Finetuning BGE for Arabic Embeddings

WARNING!

This repo is a work in progress and I don't mean the model, just the code, it's horrible trust me I know, once I'm done with the dataset, I'll push it to huggingface, and clean up the code. Model, same thing.

Introduction

Hi there, this is the first article I ever write, and it will be a combination of documentation, explanation and steps for everything I did with this project. I will try to explain everything in detail.

Dataset Curation

These steps will explain the process of curating the dataset for the finetuning process. The dataset is a filtered version of Wikimatrix, which is a dataset that contains pairs of Arabic and English sentences from Wikipedia, it was used in some quite large-scale projects such as NLLB from meta, and the dataset is available on this link. The dataset is available in many formats, one of them is TMX, which is an XML-based format for translation memories, it can be parsed using BeautifulSoup.

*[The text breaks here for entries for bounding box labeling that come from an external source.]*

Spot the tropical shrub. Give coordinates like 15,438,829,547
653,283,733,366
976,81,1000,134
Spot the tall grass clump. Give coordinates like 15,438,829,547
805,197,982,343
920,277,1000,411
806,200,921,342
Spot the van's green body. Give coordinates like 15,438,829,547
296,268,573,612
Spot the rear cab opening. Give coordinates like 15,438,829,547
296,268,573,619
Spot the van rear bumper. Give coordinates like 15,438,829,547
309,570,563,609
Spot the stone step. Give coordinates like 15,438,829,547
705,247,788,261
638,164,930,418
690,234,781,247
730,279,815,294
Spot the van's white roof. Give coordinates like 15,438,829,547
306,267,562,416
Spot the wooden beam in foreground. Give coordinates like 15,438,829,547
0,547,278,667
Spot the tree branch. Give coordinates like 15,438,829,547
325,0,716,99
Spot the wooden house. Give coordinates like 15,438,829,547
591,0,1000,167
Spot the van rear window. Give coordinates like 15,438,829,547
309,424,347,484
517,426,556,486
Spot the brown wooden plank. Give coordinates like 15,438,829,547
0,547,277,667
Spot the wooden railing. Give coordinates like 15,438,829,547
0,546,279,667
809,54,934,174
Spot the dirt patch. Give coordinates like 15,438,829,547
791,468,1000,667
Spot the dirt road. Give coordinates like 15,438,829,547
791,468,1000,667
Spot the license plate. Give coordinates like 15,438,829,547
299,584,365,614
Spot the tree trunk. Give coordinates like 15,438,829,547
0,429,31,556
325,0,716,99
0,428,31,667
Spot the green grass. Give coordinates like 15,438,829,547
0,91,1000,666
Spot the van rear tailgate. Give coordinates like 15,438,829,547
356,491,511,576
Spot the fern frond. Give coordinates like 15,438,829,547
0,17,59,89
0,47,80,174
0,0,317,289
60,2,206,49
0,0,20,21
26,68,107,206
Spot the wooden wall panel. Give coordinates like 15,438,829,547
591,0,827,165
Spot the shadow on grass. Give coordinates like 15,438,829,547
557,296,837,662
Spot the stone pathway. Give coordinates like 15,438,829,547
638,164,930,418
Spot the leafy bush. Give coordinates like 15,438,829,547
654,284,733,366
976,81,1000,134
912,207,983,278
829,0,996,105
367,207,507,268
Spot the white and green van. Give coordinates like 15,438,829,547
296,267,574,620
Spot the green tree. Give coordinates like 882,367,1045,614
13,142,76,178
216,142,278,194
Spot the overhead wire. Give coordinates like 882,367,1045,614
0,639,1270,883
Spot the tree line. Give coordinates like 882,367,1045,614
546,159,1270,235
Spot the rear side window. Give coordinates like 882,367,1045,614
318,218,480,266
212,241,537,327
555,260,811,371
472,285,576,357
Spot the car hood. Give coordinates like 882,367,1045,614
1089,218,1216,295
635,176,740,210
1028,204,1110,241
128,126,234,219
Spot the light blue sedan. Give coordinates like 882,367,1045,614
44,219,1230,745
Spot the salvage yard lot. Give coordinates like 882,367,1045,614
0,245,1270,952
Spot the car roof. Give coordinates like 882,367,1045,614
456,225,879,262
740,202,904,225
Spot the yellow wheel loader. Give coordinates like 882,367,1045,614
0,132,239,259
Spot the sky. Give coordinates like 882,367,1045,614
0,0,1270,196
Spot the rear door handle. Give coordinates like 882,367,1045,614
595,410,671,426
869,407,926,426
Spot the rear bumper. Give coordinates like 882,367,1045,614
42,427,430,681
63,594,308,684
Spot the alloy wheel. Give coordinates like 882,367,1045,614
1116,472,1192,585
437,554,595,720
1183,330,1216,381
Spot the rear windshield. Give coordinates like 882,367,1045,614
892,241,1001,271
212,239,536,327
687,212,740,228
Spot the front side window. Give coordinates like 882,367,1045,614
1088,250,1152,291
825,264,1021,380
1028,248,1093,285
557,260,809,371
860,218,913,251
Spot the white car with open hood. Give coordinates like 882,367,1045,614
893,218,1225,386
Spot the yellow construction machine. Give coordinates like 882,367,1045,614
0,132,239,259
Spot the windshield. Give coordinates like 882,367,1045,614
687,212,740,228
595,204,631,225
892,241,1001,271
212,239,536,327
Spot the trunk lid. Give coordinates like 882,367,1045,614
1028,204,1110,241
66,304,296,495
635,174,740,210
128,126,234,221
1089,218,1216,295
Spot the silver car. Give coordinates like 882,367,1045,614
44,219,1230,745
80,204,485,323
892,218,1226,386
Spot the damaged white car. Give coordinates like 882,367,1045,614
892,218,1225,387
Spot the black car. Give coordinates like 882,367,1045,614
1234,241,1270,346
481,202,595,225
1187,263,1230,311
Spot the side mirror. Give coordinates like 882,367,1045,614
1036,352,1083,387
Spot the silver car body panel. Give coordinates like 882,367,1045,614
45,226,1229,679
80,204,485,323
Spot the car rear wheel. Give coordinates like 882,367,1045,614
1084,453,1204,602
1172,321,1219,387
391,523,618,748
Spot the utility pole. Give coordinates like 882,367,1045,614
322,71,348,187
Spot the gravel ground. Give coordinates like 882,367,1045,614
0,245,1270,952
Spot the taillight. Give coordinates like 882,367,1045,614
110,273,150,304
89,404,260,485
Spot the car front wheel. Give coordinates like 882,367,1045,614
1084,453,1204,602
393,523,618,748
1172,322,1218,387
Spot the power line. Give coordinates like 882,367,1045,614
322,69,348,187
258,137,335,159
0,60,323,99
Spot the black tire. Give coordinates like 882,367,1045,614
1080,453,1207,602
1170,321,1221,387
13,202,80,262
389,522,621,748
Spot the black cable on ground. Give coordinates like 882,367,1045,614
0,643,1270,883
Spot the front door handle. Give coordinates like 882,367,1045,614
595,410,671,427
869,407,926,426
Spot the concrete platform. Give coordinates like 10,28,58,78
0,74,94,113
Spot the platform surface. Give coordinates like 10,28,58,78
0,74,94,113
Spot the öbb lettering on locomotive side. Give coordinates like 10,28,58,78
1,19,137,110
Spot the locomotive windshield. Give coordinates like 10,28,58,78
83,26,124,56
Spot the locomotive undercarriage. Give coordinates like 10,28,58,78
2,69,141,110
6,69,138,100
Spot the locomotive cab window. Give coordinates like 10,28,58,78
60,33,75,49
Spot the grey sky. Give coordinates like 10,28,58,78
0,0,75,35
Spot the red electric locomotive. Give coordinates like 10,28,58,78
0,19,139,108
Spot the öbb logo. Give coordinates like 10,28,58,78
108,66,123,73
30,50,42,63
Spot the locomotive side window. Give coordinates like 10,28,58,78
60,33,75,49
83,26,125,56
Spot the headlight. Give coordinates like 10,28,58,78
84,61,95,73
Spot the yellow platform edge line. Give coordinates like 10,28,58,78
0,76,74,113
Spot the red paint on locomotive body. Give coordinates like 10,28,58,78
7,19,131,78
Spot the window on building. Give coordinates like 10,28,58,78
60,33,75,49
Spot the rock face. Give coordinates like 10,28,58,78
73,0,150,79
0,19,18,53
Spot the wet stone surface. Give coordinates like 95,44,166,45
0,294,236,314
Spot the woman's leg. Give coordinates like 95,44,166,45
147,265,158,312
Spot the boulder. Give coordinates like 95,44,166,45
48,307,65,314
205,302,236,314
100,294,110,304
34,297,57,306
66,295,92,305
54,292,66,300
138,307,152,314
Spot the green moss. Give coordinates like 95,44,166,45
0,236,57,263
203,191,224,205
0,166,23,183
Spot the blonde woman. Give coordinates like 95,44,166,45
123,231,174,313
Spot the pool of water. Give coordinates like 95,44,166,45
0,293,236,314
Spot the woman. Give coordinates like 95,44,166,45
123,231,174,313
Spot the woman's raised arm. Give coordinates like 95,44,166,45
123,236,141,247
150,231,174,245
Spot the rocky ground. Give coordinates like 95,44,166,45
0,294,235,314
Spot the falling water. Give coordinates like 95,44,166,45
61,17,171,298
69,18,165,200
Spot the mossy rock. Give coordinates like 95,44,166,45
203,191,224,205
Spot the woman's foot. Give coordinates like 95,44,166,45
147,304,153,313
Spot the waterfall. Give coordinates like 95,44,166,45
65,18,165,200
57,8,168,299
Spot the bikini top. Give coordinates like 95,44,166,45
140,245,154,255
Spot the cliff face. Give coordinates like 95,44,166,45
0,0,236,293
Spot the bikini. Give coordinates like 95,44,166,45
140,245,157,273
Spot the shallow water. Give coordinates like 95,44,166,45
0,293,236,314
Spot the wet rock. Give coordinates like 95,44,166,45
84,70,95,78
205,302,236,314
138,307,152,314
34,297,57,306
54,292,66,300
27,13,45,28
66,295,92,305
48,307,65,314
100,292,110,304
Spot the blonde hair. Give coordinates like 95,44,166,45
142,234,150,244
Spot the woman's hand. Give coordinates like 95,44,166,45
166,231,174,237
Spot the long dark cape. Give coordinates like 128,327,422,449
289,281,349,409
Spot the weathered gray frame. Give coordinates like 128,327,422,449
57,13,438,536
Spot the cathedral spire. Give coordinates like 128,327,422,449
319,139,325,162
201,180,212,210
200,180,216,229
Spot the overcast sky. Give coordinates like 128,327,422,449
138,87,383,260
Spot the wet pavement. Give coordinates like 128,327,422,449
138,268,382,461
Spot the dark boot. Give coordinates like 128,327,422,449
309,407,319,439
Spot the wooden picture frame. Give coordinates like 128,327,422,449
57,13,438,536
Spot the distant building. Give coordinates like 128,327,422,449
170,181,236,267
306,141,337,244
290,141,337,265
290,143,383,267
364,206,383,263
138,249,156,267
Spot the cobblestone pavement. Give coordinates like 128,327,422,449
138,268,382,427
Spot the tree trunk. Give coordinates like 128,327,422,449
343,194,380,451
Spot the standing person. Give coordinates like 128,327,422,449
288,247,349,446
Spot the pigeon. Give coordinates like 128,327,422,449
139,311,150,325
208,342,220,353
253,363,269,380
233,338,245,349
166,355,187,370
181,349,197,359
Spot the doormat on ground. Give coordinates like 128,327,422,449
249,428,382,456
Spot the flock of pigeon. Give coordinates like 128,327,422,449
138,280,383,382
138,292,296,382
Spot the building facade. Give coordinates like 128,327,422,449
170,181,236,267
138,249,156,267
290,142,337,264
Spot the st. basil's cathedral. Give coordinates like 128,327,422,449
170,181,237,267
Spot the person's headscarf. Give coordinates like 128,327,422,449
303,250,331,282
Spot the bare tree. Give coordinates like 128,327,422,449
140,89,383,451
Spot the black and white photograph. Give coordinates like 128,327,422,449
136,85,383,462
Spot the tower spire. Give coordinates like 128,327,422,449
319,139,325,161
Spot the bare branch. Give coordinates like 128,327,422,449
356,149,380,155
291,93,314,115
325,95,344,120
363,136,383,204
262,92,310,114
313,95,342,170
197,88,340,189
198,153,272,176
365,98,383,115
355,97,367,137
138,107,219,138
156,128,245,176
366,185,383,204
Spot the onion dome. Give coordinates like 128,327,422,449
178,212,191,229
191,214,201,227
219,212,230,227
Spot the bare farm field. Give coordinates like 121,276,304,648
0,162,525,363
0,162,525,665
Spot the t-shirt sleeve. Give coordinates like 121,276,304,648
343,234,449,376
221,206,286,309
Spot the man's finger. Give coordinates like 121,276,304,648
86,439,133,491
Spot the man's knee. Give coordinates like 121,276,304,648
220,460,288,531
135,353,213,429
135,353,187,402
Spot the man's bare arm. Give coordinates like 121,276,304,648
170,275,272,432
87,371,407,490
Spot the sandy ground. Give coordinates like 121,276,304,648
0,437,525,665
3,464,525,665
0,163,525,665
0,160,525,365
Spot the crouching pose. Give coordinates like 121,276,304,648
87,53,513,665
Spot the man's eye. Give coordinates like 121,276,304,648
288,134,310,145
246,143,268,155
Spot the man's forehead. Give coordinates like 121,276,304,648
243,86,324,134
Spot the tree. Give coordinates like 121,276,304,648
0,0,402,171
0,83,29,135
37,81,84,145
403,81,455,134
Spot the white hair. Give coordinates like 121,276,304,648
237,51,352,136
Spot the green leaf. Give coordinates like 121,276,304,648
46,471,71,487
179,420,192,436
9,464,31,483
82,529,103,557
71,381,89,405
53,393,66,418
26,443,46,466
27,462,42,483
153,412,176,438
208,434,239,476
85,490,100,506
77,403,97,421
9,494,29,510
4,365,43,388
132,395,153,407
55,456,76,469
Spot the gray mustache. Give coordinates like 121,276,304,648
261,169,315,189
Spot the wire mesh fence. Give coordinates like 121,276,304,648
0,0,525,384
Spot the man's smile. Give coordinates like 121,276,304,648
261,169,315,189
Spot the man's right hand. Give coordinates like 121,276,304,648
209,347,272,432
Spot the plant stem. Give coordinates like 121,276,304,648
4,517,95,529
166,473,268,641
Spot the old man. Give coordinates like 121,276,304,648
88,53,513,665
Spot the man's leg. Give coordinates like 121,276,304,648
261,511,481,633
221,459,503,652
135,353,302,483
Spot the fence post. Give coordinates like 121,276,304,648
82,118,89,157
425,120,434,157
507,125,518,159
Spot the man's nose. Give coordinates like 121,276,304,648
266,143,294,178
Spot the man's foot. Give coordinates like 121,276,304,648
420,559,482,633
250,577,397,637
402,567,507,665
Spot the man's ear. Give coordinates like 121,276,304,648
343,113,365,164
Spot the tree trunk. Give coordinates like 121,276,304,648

An example of what a pair looks like in the TMX format:

    <tu>
        <tuv xml:lang="ar">
            <seg>2) #40, على الرغم من أنه يمكن أن ينظر إلى إصلاحه بعد ذلك. </seg>
        </tuv>
        <tuv xml:lang="en">
            <seg>2) #40, though he can be seen reforming afterward. </seg>
        </tuv>
    </tu>
    <!-- keep this example in mind because we will use it later when I talk about the quality of the Data -->

Code:

from bs4 import BeautifulSoup
from tqdm import tqdm
import pandas as pd

file = open("ar-en.tmx", "r", encoding="UTF-8")
contents = file.read()

soup = BeautifulSoup(contents, 'xml')
tu = soup.find_all('tu')

# get pairs
pairs = []
for t in tqdm(tu):
    ar = t.find('tuv', {'xml:lang': 'ar'}).find('seg').text
    en = t.find('tuv', {'xml:lang': 'en'}).find('seg').text
    pairs.append((ar, en))

df = pd.DataFrame(pairs, columns=['ar', 'en'])

Dataset Cleaning

The dataset has around 1M pairs, which sounds too good to be true, which it was sadly, it had a lot of noise, which I will categorize into two types:

Duplicated pairs, but this wasn't just duplicated text, it would have some sort of phrase about the date it was retrieved or something similar, which would make it a different pair, but it would be the same text.
Bad quality translation, check the example above, especially in religious text.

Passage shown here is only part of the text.